Writing Art History Since 2002

First Title

João Ferreira Gallery | Cape Town

The title of Dorothee Kreutzfeldt’s show The Virgins Are All Trimming Their Wicks is borrowed from a line in Johnny Cash’s song, The Man Comes Around. Comprising nine painted works, Kreutzfeldt says that the exhibition can be seen as a visual diary recording the “geographies of apocalypse and paradise” she experienced while travelling between Johannesburg and Kinshasha, during which time she says the Cash song kept returning to her.Presented in Kreutzfeldt’s idiosyncratic style, which mixes graffiti and sign writing techniques with fine art painting styles, the work evidences a contemporary aesthetic. Stylistically, her paintings evoke the visual overlay of those posters one sees plastered in successive layers under highway underpasses. Visually, though, the works are hard to access, partly because they are a mash-up of personal associations.
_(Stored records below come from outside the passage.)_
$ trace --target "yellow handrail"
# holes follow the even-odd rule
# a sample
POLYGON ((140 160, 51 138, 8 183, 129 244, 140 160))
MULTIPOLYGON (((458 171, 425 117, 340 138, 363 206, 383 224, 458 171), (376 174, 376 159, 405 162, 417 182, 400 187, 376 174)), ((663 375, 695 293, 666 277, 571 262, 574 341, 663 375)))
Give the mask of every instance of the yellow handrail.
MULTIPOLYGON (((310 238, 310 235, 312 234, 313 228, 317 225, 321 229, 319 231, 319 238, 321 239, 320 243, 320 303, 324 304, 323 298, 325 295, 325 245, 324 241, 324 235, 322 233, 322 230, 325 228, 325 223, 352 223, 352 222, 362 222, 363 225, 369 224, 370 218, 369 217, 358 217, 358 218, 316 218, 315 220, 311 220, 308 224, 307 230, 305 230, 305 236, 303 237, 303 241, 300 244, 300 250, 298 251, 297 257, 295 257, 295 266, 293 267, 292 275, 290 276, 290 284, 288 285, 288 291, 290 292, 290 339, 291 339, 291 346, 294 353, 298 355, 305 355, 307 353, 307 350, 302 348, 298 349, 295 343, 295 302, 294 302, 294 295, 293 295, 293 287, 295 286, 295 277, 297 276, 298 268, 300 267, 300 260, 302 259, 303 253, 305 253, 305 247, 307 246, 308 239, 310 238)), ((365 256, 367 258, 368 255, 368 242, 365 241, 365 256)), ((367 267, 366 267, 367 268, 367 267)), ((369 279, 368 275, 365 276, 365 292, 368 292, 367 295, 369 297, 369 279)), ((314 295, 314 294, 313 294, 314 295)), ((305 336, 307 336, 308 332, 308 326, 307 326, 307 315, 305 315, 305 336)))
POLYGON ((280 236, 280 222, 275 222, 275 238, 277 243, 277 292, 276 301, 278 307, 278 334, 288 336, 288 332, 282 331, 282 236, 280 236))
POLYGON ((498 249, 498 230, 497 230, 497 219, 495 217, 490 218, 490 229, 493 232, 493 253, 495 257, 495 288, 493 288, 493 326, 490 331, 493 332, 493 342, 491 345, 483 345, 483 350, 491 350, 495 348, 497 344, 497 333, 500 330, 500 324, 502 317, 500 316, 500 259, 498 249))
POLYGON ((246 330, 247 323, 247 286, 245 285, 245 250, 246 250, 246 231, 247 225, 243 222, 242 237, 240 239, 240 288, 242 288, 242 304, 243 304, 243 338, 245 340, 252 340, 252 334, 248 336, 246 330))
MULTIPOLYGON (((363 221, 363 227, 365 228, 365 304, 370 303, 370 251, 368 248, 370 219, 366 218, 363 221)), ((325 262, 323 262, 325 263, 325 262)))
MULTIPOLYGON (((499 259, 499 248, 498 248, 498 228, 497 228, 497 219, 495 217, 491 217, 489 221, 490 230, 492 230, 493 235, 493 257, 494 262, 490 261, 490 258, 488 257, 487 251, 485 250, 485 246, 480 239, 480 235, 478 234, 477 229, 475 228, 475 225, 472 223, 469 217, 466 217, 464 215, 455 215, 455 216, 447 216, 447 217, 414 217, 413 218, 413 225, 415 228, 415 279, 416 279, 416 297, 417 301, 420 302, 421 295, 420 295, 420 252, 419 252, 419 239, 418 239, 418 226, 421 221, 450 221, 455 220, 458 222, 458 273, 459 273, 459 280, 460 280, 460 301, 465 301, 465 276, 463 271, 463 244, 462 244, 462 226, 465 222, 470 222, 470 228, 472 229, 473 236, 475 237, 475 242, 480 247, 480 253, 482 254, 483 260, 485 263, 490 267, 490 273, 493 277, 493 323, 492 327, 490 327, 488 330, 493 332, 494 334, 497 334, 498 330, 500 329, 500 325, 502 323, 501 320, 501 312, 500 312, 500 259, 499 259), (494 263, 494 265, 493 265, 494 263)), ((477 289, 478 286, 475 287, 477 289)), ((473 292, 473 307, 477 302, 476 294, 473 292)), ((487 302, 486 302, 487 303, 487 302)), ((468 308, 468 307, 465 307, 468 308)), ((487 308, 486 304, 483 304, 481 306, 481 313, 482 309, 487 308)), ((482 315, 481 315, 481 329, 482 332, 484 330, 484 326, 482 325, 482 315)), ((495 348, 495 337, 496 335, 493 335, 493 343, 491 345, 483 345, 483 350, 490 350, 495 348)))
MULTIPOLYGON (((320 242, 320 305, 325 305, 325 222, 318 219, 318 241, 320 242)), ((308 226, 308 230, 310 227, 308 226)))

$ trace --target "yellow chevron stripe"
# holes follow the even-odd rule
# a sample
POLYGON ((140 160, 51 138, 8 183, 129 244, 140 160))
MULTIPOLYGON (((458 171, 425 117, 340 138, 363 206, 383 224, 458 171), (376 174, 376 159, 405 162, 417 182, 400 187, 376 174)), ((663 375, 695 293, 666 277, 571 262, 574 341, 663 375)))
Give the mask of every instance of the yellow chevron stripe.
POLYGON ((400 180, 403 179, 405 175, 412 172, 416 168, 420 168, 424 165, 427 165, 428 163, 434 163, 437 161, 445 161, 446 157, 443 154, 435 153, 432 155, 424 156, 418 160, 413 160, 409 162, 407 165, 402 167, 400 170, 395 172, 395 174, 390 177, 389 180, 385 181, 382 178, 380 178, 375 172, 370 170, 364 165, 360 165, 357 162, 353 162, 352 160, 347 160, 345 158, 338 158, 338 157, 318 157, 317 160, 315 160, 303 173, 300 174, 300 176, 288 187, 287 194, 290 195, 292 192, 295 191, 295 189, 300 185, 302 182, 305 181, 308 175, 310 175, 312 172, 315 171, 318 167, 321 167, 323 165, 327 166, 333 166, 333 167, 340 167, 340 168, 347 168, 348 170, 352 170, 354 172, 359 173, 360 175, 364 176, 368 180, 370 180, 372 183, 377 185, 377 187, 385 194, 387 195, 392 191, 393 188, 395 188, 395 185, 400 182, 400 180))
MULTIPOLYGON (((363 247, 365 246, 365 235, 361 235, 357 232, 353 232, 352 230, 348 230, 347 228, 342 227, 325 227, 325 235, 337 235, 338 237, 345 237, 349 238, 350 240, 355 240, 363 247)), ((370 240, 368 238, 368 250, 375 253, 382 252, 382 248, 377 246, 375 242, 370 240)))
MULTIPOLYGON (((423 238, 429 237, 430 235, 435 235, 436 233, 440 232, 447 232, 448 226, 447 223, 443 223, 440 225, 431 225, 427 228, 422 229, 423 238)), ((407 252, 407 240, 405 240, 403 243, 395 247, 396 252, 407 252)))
Personally, I struggled to find direct references in Kreutzfeldt’s paintings to anything she sets up in her artist’s statement, and found the exhibition difficult and obscure. Perhaps this was intentional, and maybe the embodiment of her realisation that, “I knew nothing [about Africa]”. The contingency at play in this exhibition was further highlighted by Kreutzfeldt’s strategy of rotating the nine works on show, so that not all were ever on display at the same time. On the last day of the exhibition, for a period of 24 hours, Kreutzfeldt also presented a collaborative work, made with Simon Gush; titled There’s A Man Going Around Taking Names), this work too borrowed from a Cash song.